ACCESS-NRI is using a grafana cloud account (free tier) for the grafana dashboarding and a postgresql DB back-end on a NECTAR VM. Happy to share what we’ve done, but note we’re going to refactor the part that updates the DB to use the Django server/apps @tmcadam and @CharlesTurner have developed.
If you have access to your scheme’s info in mancini you can get csv files for historical compute and storage use for all of the scheme’s projects in the scheme dashboard. It’s a bit of a hassle to set up authentication to download automatically though - if you’re interested I can provide a script.
We have some python scripts that collect this as well as nci_account and nci_files_report output that dump the output into a /g/data space that’s mounted on a web server, then have a basic dashboard using plotly to present the data.
We may at some stage look at using PowerBI to set up a dashboard instead, since we have access to that through sharepoint.

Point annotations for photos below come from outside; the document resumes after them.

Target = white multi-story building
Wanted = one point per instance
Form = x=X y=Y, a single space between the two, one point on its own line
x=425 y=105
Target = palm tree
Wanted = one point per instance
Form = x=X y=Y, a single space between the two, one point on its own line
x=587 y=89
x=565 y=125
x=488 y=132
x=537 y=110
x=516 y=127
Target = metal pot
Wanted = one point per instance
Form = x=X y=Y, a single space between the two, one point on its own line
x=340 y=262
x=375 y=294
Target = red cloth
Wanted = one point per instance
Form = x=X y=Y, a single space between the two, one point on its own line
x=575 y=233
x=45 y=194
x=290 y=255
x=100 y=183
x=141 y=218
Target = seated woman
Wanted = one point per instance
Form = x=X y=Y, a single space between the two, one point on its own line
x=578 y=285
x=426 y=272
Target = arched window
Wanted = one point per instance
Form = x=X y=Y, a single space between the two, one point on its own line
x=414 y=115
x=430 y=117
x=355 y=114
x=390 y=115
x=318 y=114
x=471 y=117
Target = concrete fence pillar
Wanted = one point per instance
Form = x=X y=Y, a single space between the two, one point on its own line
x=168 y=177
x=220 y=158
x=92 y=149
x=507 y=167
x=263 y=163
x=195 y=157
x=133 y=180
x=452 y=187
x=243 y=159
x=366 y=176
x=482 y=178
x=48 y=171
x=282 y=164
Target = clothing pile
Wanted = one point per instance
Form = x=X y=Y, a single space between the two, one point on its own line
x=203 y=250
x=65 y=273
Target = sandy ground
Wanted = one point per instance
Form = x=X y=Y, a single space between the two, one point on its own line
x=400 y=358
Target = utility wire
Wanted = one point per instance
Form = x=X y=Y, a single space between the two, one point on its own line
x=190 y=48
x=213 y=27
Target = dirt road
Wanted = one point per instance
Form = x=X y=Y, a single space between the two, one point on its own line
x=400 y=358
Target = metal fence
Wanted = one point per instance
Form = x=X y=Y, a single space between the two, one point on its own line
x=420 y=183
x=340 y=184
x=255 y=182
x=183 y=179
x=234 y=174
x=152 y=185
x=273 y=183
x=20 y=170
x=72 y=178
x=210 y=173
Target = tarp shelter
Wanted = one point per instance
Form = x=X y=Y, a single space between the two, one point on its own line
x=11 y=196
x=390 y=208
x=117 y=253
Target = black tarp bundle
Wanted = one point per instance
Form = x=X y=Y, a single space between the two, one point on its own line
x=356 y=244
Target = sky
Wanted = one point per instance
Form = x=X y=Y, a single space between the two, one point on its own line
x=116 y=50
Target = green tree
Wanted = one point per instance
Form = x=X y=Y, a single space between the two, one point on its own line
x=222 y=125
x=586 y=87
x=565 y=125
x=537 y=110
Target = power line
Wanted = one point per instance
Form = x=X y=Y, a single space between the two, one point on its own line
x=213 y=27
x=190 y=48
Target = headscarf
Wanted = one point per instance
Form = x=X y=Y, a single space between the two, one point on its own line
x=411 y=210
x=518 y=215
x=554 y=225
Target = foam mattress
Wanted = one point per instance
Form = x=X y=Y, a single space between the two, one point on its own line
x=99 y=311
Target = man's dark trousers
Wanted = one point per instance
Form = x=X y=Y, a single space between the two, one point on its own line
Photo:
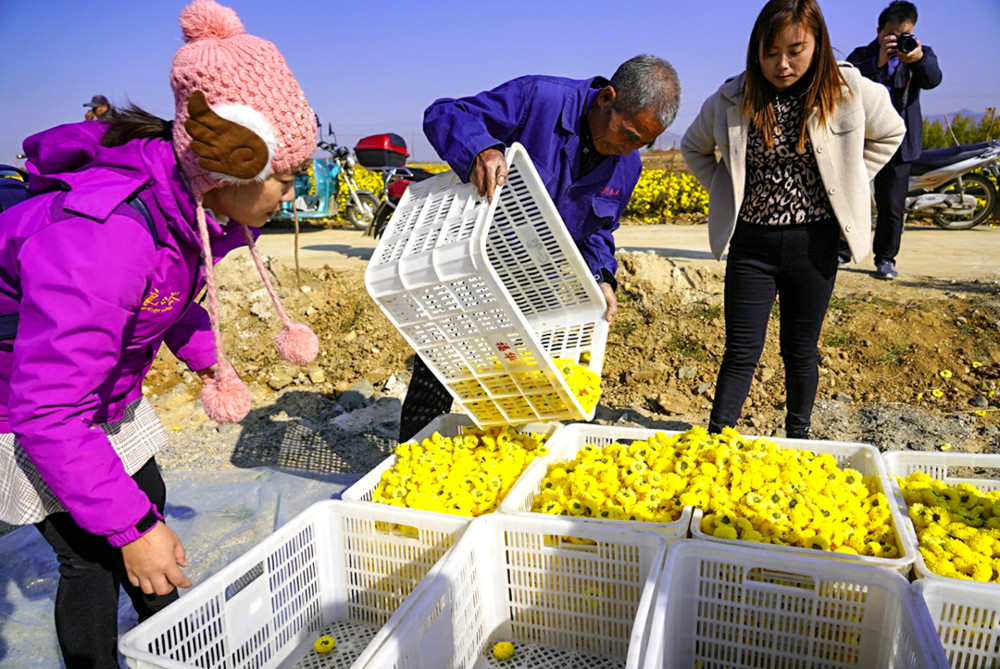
x=890 y=200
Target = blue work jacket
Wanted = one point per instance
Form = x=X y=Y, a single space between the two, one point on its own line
x=904 y=88
x=544 y=114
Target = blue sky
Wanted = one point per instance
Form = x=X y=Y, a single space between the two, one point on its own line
x=370 y=67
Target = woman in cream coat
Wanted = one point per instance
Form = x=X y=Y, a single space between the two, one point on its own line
x=800 y=137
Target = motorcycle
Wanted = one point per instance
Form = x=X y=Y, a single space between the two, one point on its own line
x=327 y=175
x=386 y=153
x=953 y=185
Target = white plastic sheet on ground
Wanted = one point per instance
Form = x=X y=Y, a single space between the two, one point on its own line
x=218 y=515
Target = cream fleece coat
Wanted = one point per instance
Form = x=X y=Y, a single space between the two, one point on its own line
x=857 y=140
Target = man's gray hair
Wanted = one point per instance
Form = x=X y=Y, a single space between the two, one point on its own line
x=647 y=83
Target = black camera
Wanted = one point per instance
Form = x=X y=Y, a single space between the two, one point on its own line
x=906 y=43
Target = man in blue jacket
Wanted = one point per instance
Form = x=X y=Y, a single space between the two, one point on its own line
x=898 y=60
x=583 y=137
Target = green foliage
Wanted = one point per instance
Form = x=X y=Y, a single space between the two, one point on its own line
x=965 y=129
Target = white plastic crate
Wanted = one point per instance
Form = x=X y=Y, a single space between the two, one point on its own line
x=564 y=446
x=522 y=580
x=723 y=605
x=867 y=461
x=489 y=293
x=967 y=618
x=448 y=425
x=950 y=468
x=337 y=568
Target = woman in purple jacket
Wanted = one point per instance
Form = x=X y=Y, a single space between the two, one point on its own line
x=101 y=266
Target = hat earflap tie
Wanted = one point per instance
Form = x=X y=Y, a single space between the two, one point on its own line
x=296 y=343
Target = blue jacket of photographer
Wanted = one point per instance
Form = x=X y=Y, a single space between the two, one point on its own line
x=904 y=84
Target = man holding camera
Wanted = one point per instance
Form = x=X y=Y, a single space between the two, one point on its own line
x=898 y=60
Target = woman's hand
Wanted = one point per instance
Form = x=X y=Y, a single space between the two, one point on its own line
x=153 y=561
x=207 y=375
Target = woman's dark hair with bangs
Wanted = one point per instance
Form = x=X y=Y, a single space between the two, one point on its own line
x=823 y=81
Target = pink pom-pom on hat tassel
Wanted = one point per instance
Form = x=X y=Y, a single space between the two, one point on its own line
x=296 y=343
x=226 y=399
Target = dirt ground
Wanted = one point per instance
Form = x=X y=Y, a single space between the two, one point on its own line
x=903 y=365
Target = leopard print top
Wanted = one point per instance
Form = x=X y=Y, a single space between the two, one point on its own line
x=783 y=186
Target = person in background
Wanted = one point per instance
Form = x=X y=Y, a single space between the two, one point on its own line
x=96 y=108
x=900 y=62
x=800 y=136
x=98 y=268
x=583 y=136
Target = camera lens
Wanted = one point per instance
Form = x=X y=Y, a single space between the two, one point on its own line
x=906 y=43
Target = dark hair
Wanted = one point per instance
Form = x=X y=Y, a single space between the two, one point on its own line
x=644 y=83
x=898 y=11
x=823 y=80
x=130 y=123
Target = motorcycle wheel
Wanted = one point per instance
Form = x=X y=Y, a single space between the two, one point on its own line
x=986 y=196
x=361 y=219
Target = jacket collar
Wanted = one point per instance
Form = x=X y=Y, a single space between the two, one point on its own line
x=574 y=106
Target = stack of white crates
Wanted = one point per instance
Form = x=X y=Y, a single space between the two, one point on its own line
x=489 y=293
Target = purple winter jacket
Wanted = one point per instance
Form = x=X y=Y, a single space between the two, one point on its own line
x=96 y=289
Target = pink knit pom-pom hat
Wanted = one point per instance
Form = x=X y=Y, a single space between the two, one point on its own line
x=241 y=116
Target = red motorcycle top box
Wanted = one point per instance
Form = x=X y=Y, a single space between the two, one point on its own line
x=385 y=150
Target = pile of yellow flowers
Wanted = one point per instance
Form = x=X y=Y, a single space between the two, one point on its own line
x=585 y=383
x=749 y=489
x=468 y=474
x=661 y=195
x=958 y=527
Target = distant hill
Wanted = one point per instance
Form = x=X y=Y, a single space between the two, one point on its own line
x=667 y=141
x=975 y=116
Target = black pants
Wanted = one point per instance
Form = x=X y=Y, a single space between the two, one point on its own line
x=91 y=572
x=798 y=264
x=891 y=184
x=426 y=399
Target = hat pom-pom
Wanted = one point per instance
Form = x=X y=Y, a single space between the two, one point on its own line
x=226 y=400
x=206 y=19
x=297 y=344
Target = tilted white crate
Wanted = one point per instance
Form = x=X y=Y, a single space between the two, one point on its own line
x=527 y=581
x=722 y=605
x=339 y=568
x=489 y=293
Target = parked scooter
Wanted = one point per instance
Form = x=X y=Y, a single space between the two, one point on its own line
x=327 y=175
x=952 y=185
x=386 y=153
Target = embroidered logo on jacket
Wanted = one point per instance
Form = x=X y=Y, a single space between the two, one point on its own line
x=156 y=303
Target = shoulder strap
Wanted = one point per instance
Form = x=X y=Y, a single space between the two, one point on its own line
x=8 y=322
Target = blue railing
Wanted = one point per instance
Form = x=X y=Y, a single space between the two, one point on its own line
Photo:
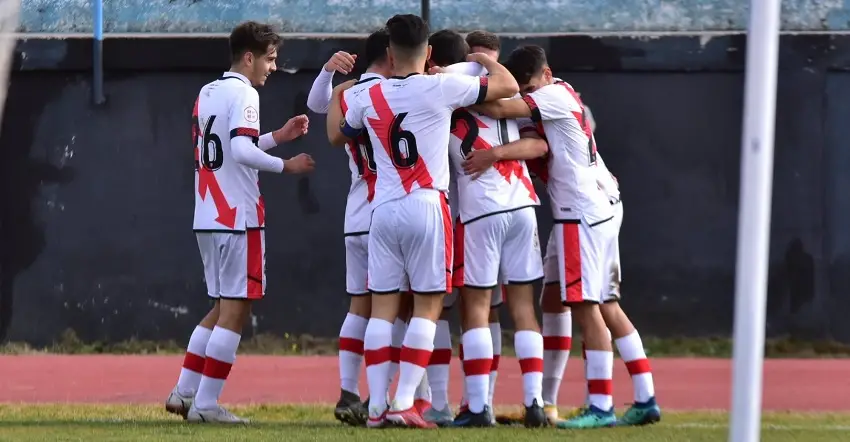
x=97 y=53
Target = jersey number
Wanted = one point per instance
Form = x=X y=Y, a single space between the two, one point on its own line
x=212 y=152
x=472 y=132
x=363 y=154
x=402 y=144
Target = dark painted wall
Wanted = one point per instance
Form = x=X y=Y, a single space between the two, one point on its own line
x=96 y=203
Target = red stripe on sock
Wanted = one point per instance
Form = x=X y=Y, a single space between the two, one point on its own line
x=216 y=369
x=193 y=362
x=638 y=366
x=351 y=344
x=441 y=356
x=600 y=386
x=557 y=343
x=415 y=356
x=377 y=356
x=473 y=367
x=531 y=365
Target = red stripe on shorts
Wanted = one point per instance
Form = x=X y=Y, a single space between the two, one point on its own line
x=448 y=241
x=255 y=264
x=572 y=262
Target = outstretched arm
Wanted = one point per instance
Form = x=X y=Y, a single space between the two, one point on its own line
x=338 y=130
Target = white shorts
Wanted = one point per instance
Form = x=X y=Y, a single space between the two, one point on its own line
x=457 y=273
x=234 y=263
x=495 y=298
x=356 y=264
x=614 y=259
x=502 y=247
x=411 y=240
x=578 y=256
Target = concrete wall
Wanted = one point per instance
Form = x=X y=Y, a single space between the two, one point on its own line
x=96 y=202
x=533 y=16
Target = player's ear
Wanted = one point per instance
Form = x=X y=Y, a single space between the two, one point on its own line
x=547 y=74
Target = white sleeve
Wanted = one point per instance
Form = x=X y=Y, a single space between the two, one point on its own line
x=589 y=118
x=353 y=113
x=551 y=102
x=245 y=133
x=245 y=115
x=462 y=90
x=248 y=154
x=266 y=141
x=320 y=94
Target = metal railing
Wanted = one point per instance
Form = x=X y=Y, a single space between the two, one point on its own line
x=97 y=53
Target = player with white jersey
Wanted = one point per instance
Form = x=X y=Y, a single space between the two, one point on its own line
x=358 y=214
x=230 y=215
x=408 y=118
x=644 y=410
x=584 y=236
x=497 y=202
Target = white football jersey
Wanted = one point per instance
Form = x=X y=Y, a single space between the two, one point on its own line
x=607 y=181
x=408 y=120
x=361 y=162
x=505 y=186
x=227 y=194
x=572 y=169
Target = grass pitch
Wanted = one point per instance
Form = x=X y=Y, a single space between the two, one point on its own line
x=95 y=423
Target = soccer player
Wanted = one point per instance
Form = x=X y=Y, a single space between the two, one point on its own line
x=358 y=214
x=488 y=43
x=230 y=215
x=447 y=47
x=497 y=202
x=645 y=409
x=408 y=121
x=584 y=236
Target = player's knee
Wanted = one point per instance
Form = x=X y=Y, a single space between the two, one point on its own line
x=476 y=307
x=361 y=306
x=494 y=314
x=233 y=314
x=428 y=306
x=551 y=302
x=616 y=319
x=386 y=307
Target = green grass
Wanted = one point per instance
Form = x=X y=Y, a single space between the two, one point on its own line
x=267 y=344
x=95 y=423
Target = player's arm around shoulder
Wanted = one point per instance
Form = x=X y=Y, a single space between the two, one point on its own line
x=500 y=83
x=319 y=98
x=338 y=129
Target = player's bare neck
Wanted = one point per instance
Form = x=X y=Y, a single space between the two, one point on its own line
x=405 y=70
x=240 y=69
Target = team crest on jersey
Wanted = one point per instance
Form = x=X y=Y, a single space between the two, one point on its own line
x=251 y=114
x=536 y=240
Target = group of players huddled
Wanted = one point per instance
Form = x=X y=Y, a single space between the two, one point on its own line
x=434 y=118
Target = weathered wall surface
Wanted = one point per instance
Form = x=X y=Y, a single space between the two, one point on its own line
x=96 y=202
x=533 y=16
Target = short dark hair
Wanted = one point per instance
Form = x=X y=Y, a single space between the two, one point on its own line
x=376 y=46
x=447 y=47
x=526 y=62
x=408 y=32
x=484 y=39
x=252 y=36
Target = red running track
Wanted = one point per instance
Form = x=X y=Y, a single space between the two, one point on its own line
x=682 y=384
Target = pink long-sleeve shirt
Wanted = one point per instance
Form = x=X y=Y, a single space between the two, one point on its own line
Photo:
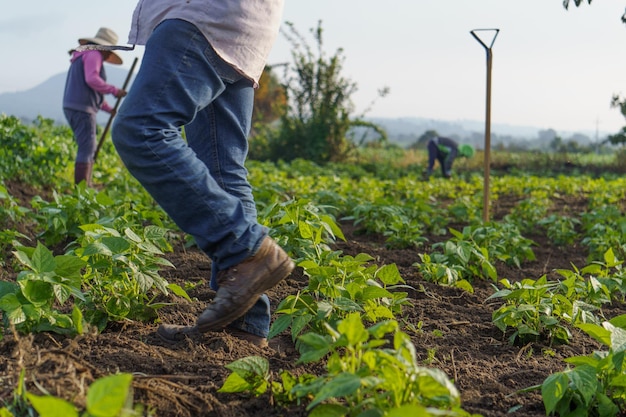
x=92 y=66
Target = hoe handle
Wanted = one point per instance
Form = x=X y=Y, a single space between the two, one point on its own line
x=117 y=103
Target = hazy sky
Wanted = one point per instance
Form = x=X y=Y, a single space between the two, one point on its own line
x=552 y=68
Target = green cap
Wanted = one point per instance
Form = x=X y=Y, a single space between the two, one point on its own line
x=466 y=150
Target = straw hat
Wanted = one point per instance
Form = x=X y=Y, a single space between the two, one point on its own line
x=105 y=36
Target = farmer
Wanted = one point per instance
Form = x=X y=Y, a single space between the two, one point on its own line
x=201 y=64
x=85 y=88
x=445 y=150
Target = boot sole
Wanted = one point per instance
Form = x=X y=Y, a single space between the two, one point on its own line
x=277 y=275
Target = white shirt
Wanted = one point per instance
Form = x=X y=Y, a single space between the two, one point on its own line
x=242 y=32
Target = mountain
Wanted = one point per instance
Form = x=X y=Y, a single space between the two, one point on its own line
x=46 y=99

You should be able to get the data source that plotly is displaying by looking at your browser developer tools. You can authenticate with mancini in a python session with
from contextlib import contextmanager
from bs4 import BeautifulSoup as BS
import requests
@contextmanager
def mancini_session():
with requests.Session() as s:
s.headers['Origin'] = 'https://my.nci.org.au'
r = s.get("https://my.nci.org.au/mancini/login")
r.raise_for_status()
# Collect xsrf tokens required to log in
soup = BS(r.text, 'html.parser')
login_form = soup.find(id='login-form')
form = {}
for i in login_form.find_all('input'):
if i.get('type', None) == 'submit':
continue
form[i['name']] = i.get('value', None)
# Do the login
form['username'] = os.environ['SCHEME_USER']
form['password'] = os.environ['SCHEME_PASS']
headers = {'Referer': 'https://my.nci.org.au/mancini/login'}
r = s.post('https://my.nci.org.au/mancini/login', data=form, headers=headers)
r.raise_for_status()
yield s
with mancini_session() as s:
# Replace with whatever URL you have access to
r = s.get(f'https://my.nci.org.au/mancini/scheme/{scheme}/compute/csv')
It seems access to those .csv resource will take a while.
In the interim, I was going to write a simple cron script to run the various nci command-line resource scripts and pipe them to a text file, i.e. lquota -v
and nci_account -P <project> -v
for each project.
Then build some logic to parse the output into a pandas dataframe and then plot them. That’s easy for me and within my wheelhouse.
However, you seem to know more about web-scraping than I do and mentioned you have some scripts which already collate and process this data?
There’s no need to parse nci_account’s output - nci_account reads data from that url (it returns JSON data) and does some formatting around it, e.g. try printing r.json() to see the result. nci-files-report and nqstat both work similarly, calling an API and formatting the json output. These APIs are only accessible from Gadi itself.
lquota is a bit different, it hooks into the lustre library. NCI’s python interface for doing this is at /opt/nci/lquota/lustre.py.